McMaster University

McMaster University

Total Hip Arthroplasty in A Young Patient with Bernard-Soulier Syndrome

We are pleased to share with you a recent publication in Journal of Orthopaedic Case Reports . This publication is entitled "Total Hip Arthroplasty in A Young Patient with Bernard-Soulier Syndrome".

Find the abstract below and here to access the full-version of the article.

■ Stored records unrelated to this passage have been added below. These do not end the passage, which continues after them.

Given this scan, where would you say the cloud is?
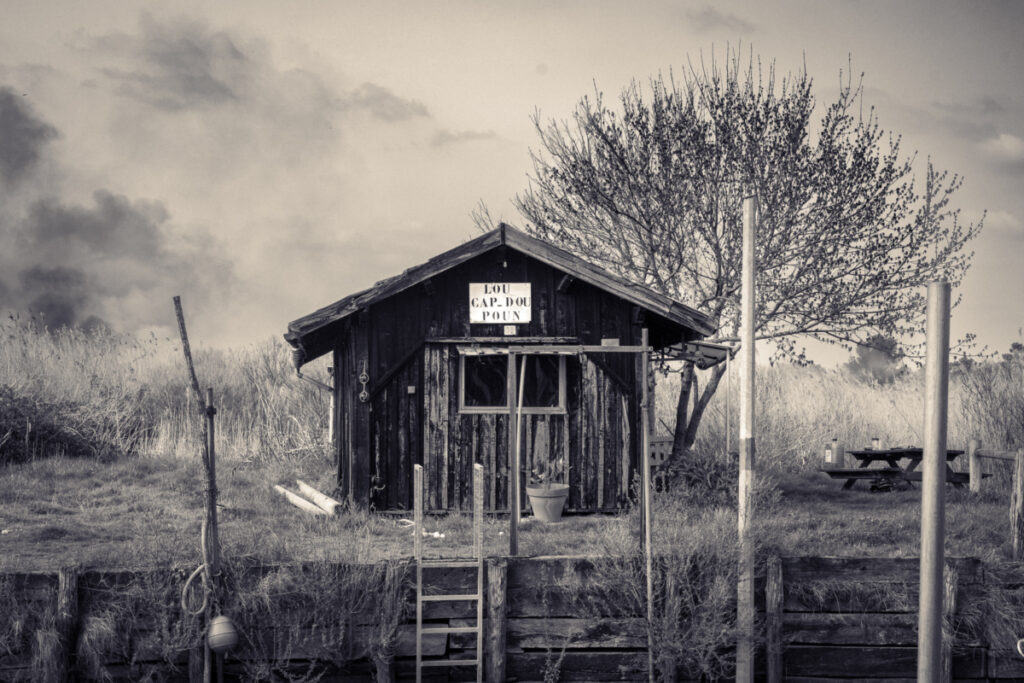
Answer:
[932,95,1007,116]
[980,133,1024,173]
[0,189,233,331]
[93,15,249,111]
[430,128,498,147]
[985,210,1024,240]
[340,83,430,121]
[0,87,57,184]
[686,5,755,33]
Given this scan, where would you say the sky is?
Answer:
[0,0,1024,362]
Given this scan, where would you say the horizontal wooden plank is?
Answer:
[505,651,647,683]
[782,557,982,584]
[785,676,917,683]
[988,648,1024,679]
[451,617,647,650]
[782,645,986,680]
[782,645,918,678]
[820,467,901,479]
[782,612,918,645]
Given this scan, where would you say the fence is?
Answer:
[0,557,1024,681]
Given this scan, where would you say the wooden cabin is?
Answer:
[285,224,715,511]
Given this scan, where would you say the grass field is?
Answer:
[0,321,1024,570]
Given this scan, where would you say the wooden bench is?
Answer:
[821,467,905,480]
[820,467,971,484]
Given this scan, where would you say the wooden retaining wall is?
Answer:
[6,557,1024,683]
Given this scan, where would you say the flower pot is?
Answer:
[526,483,569,522]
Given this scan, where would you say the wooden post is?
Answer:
[413,465,423,683]
[1010,449,1024,562]
[736,197,758,683]
[505,353,520,557]
[831,438,846,467]
[486,557,508,681]
[918,282,949,681]
[473,463,483,683]
[967,438,982,494]
[940,564,959,683]
[51,566,79,683]
[725,348,732,462]
[346,321,372,510]
[765,555,785,683]
[640,328,654,683]
[204,388,220,577]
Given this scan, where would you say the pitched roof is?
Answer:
[285,223,717,360]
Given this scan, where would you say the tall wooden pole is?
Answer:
[640,328,654,683]
[505,353,519,557]
[736,197,758,683]
[918,282,949,681]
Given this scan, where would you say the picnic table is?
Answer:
[822,445,971,489]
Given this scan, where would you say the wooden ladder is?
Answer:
[413,464,483,683]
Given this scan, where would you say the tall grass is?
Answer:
[656,354,1024,468]
[0,318,329,463]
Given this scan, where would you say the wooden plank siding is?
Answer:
[419,343,639,511]
[335,242,659,511]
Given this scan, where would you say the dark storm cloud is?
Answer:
[0,190,233,330]
[430,129,498,147]
[22,189,169,259]
[94,16,246,111]
[0,86,57,184]
[340,83,430,121]
[18,265,92,329]
[686,5,754,34]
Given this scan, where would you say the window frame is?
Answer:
[459,352,568,415]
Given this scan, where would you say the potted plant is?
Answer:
[526,457,569,522]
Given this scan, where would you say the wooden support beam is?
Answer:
[51,566,79,683]
[486,557,508,681]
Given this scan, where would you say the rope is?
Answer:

Bisland SK, Smith FC. Total Hip Arthroplasty in A Young Patient with Bernard-Soulier Syndrome. Journal of Orthopaedic Case Reports 2014 April-June;4(2): 38-41.

Abstract

Introduction:
The management of patients with coagulopathic disorders undergoing orthopaedic surgery requires a dedicated, multi-disciplinary team with detailed perioperative planning. Bernard-Soulier Syndrome (BSS) is an extremely rare disorder, affecting 1 in 1 million individuals worldwide. It is caused by a deficiency in glycoprotein 1b-V-IX which is required for normal platelet-mediated clot formation. The deficiency results in prolonged bleeding time with high risk of spontaneous bleeds. Few reports exist in the clinical literature of BSS patients undergoing major surgery.

Case Report:
A 40 year old, female with known BSS and developmental dysplasia of her left hip (DDH) was referred to us for consideration of left total hip arthroplasty (THA). Consultation with her Haematologist for pre-operative optimization of platelets and related clotting times together with detailed discussions of her intended anaesthesia protocol and surgery resulted in a successful operation with less than anticipated blood loss. She entered our rehabilitation program just one week after surgery.

Conclusion:
BSS is an extremely rare bleeding disorder that puts patients at very high risk of blood loss following surgery. This is the first report that we are aware of describing a BSS patient undergoing a THA. A cohesive, highly specialized, multi-disciplinary team is crucial to the success of these patients.